Jean Lowe
Say it with Flowers
July 11 – August 29, 2026
Opening Reception
July 11 4 – 6 PM
Jean Lowe crafts juicy papier-mâché sculpture, swashbuckling paintings and elaborate installations in a comically faux Baroque flamboyance. Her work combines classical art history and libraries with contemporary pop culture in a playful, witty social critique. Claes Oldenburg’s early Store works turned everyday objects into drippy art, but Jean Lowe transforms high art into symbols, metaphors and visual puns.

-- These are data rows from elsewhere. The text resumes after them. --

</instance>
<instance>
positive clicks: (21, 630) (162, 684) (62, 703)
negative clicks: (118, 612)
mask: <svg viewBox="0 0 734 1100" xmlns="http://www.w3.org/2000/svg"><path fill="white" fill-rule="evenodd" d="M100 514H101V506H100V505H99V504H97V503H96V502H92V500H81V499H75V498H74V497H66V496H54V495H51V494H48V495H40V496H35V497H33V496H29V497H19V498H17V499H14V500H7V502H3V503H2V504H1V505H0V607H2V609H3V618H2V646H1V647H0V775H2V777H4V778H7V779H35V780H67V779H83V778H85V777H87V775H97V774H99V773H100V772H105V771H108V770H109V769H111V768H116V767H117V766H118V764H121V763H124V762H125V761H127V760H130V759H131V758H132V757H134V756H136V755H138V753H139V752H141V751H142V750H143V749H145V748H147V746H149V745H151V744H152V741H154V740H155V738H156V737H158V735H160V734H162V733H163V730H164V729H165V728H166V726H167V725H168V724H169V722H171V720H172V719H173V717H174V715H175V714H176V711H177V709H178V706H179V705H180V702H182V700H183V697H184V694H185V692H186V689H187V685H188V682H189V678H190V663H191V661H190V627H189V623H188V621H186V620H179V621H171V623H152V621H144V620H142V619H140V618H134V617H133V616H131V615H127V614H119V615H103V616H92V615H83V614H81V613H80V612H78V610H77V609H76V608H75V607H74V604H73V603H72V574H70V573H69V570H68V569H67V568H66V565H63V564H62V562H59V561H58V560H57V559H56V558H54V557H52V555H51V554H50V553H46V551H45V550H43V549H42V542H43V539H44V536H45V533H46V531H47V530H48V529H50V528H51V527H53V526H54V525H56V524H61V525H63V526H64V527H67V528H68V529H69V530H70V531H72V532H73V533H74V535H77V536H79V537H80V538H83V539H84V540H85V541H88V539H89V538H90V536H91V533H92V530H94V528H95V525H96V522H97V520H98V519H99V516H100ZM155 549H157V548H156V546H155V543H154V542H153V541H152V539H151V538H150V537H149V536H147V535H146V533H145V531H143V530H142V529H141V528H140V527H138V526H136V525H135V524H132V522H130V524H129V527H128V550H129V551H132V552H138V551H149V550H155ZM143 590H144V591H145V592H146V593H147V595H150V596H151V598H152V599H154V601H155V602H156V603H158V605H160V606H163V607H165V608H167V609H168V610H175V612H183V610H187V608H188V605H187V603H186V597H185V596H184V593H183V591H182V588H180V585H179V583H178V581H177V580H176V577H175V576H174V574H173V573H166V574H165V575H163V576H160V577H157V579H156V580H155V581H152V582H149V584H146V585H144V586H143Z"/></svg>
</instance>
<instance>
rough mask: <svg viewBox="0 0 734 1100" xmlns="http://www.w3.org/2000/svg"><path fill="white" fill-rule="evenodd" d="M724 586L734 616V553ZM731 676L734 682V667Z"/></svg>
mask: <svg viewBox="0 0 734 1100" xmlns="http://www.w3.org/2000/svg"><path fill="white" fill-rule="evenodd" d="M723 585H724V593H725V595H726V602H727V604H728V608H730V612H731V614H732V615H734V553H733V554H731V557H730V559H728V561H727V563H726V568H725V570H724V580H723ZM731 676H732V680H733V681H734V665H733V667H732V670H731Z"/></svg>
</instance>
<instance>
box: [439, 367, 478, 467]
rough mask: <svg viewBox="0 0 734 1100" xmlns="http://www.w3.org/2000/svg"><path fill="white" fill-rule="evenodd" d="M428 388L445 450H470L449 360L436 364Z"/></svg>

Say it with Flowers draws upon the Golden Age of Dutch floral still life paintings and their inherent message that, although vibrant and glorious, life wilts and fades quickly. She borrows “promiscuously” from works by Rachel Ruysch, the most recognized female painter of the period. Lowe describes her new paintings as, “a mash up of flowers that seem less likely to quiver in the wind than to stomp furiously on their way. They attempt to balance a clumsy, sexy and painterly beauty with a meditation on the brevity of our short lives. A flower can suggest the transience of life and procreation at the same time.” Lowe's florals also carry references to the Dutch tulip mania of the 1630s when prices of these temporal earthly blooms skyrocketed then collapsed, becoming the first recorded speculative economic bubble in history. The installation of Say it with Flowers pointedly includes a lusciously painted rug on the floor, a nod towards their frequent inclusion in Dutch paintings, but also a sly symbol of the colloquial “rug salesman,” perhaps an oblique indictment of the art market itself.